Transform data, split the data to training set and test subset, construct the dmatrix, and then use XGBoost to train the model:


ENDER_INDEX'] = LabelEncoder().fit_transform(df['GENDER'])
df['AGE_INDEX'] = LabelEncoder().fit_transform(df['AGE'])
df['MARITAL_STATUS_INDEX'] = LabelEncoder().fit_transform(df['MARITAL_STATUS'])
df['PROFESSION_INDEX'] = LabelEncoder().fit_transform(df['PROFESSION'])
df['COUNTRY_INDEX'] = LabelEncoder().fit_transform(df['COUNTRY'])

X, y = df[["GENDER_INDEX", "AGE_INDEX", "MARITAL_STATUS_INDEX", "PROFESSION_INDEX", 
       "COUNTRY_INDEX"]], df["label"]
X_train, X_test, y_train, y_test = train_test_split(X, y, random_state=0)

dtrain = xgb.DMatrix(X_train, label=y_train)
dtest = xgb.DMatrix(X_test, label=y_test)
print ("Training set has %d rows, test set has %d rows." %(X_train.shape[0], X_test.shape[0]))

param = {'max_depth': 2, 'eta': 1, 'silent': 1, 'objective': 'reg:linear'}

plst = param.items()
model = xgb.train(plst, dtrain)

Evaluate the model:


expected = y_test
predicted = model.predict(dtest)

print('mse is: ' + str(mean_squared_error(expected, predicted)))

Save the model to your local file system by using the WMLz Python model utility.

To save the Spark model:


from wmlz.ml_model_util import MLModelUtil

model_util = MLModelUtil()
model_util.save(model,
    "./tentModelPY.tar.gz",
    training_data = trainingDF)
print(“Model saved to local file system successfully”)
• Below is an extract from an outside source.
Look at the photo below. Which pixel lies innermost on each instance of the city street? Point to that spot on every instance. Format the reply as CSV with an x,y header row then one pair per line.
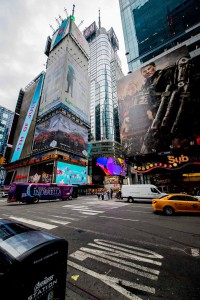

To save the Scikit-learn model:


from wmlz.ml_model_util import MLModelUtil

model_util = MLModelUtil()
model_util.save(tentModelDT,
    "./tentModelDT.tar.gz",
    training_data=X_train,
    training_target=y_train)
print(“Model saved to local file system successfully”)
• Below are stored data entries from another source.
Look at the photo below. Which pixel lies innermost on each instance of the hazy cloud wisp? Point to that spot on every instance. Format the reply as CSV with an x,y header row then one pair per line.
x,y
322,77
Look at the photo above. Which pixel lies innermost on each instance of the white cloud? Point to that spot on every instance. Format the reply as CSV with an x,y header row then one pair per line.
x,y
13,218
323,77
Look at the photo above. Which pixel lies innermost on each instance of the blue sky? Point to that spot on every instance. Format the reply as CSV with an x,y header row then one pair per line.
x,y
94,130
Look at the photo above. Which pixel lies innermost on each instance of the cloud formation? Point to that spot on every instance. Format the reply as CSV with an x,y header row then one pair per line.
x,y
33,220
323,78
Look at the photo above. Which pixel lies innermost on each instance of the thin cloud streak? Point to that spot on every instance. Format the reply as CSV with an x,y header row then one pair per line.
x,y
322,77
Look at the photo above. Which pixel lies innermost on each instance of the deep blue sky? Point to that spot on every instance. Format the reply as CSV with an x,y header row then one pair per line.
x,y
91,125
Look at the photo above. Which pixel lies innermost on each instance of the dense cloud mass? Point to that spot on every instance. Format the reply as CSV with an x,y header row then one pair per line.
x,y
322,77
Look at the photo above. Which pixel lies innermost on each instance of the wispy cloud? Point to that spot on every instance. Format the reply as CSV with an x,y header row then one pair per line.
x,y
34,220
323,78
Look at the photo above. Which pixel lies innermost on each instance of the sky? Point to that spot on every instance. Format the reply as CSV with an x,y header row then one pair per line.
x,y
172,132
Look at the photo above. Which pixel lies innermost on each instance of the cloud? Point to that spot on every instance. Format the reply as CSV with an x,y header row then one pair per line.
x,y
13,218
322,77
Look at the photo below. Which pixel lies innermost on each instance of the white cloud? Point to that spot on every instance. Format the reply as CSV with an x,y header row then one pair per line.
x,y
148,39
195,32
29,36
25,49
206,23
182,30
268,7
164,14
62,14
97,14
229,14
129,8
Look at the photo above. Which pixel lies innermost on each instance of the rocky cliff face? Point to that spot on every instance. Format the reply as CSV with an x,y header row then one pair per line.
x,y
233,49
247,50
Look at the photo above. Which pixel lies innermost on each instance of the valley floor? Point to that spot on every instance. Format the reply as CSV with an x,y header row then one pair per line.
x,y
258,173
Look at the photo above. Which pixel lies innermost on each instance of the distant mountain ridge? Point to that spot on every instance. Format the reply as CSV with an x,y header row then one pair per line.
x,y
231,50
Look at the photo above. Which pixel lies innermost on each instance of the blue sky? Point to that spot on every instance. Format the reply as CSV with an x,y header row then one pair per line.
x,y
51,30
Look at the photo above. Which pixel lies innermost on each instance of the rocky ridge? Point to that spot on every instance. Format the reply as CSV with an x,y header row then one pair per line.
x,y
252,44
To save the XGBoost model and the native XGBoost model schema:


from wmlz.ml_model_util import MLModelUtil

model_util = MLModelUtil()
model_util.save(model,
    "./XGBModel.tar.gz",
    dmatrix=dtrain)
print(“Model saved to local file system successfully”)

Import the model from your local file system into WML for z/OS.
1. Sign into the WML for z/OS web user interface with your user name and password.
2. From the side bar, go to the Model Management page, select the Models tab, and click Import model.
3. Specify a name for the new model and select MLz Model for model format.
4. Browse, select, and upload the Spark (tentModelPY.tar.gz), Scikit-learn (tentModelDT.tar.gz), or XGBoost (XGBModel.tar.gz) model file.
5. Click Import model to import the Spark, Scikit-learn, or XGBoost model.
Verify that the imported Spark, Scikit-learn, or XGBoost model shows up on the Models tab of the Model Management page.